Victimless Sex Offenses
A victimless crime, sometimes termed a consensual crime, a crime without victims or a complainantless crime is a "crime that is considered to have no direct victim, usually because only consenting adults are involved." Black's Law Dictionary. State laws regarding victimless sex offenses vary greatly, but state statutes typically address victimless sex offenses such as prostitution, pandering, solicitation, indecent exposure and illegal possession of pornography. The penalties for victimless sex offenses, such as solicitation of a minor or child pornography, are severe; often involving felony convictions, jail or prison time, sexual offender treatment programs and lifetime registration as a sexual offender. For other offenses such as indecent exposure, the penalties are generally less severe; they range from fines and community service to felony charges and incarceration.
Sex Offender Registry
All states require sex offender registration of some kind. Individuals convicted as sex offenders must register their addresses with law enforcement. Sex offenders must also send updates whenever they change addresses and must keep their registration information current. Some states require sex offenders to verify information on a yearly basis via mail or more frequently if deemed violent predators. States have different requirements regarding what offenses require registration and for what periods of time. Additionally, some offenses that are more serious may require registration for life. Serious crimes vary by state, but most commonly include repeat offenders, violent sexual offenders and those who commit sexual crimes against children.
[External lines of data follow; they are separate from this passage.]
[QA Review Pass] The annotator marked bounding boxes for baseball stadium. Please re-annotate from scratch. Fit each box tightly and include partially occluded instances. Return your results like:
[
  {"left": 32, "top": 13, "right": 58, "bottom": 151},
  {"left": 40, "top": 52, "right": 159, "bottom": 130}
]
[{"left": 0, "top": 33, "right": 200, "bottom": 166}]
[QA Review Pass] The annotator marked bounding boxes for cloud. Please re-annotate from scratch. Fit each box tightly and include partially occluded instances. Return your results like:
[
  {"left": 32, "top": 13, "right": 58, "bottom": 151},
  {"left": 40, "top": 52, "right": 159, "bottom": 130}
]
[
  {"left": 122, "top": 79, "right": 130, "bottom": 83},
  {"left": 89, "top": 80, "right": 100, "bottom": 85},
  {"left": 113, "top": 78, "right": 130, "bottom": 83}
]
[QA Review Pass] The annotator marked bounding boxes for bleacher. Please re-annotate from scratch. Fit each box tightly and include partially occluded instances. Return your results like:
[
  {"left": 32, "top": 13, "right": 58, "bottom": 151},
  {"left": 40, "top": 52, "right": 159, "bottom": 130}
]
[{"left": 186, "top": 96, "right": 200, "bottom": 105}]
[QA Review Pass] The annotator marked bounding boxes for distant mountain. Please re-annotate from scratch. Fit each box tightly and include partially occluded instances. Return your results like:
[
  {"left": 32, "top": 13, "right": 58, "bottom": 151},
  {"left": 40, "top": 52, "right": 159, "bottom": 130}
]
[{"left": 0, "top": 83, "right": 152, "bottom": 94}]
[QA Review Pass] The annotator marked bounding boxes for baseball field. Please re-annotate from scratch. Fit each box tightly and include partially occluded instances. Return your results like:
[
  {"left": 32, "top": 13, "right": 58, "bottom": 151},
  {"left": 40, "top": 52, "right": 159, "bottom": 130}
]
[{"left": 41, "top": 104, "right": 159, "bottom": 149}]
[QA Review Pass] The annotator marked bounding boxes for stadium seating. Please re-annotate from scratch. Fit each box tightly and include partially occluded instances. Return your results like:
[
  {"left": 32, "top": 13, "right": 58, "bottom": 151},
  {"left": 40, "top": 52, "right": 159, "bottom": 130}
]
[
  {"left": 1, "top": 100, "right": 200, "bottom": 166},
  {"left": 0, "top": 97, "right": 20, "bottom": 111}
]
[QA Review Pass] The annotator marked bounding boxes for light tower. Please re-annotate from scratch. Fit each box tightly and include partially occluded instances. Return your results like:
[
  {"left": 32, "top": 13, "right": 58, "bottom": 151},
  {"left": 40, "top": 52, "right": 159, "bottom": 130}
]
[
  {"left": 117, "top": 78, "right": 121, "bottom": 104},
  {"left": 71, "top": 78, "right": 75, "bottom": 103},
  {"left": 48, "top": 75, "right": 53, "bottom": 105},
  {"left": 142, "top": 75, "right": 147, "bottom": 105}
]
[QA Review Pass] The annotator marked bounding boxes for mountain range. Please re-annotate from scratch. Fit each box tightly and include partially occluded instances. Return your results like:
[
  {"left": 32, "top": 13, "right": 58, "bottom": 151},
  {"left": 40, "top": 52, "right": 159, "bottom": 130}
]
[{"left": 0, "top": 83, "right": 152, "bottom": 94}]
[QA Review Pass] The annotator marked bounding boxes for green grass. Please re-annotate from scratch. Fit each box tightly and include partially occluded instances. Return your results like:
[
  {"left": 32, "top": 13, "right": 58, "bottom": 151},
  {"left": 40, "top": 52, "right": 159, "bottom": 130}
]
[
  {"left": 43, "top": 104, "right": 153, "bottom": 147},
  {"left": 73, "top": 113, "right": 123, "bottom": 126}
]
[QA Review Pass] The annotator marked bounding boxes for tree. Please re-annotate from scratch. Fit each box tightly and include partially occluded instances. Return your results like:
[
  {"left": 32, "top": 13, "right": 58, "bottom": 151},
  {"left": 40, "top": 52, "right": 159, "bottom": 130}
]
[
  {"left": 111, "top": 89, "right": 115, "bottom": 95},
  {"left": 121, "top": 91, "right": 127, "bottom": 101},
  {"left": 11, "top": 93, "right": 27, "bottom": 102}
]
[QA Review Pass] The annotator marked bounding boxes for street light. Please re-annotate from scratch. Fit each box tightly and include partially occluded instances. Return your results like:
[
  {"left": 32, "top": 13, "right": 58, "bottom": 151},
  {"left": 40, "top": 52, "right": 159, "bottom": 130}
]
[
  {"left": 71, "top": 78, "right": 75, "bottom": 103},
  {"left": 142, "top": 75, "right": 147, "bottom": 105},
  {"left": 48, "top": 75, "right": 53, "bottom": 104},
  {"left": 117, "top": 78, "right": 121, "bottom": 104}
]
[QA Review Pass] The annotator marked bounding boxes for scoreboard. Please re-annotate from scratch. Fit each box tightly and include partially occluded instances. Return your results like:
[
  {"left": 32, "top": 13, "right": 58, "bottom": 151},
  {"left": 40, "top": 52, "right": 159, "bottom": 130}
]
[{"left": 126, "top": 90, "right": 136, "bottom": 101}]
False allegations may occur, most often in child sex-abuse situations. An adult may have influenced a child's allegation or the child may have based his or her accusation on an overactive imagination. Public awareness of child abuse has increased and more reports of possible abuse are being made, but not all reports are substantiated. Also, even good-faith accusations may not be true and false allegations may be made to harm the accused.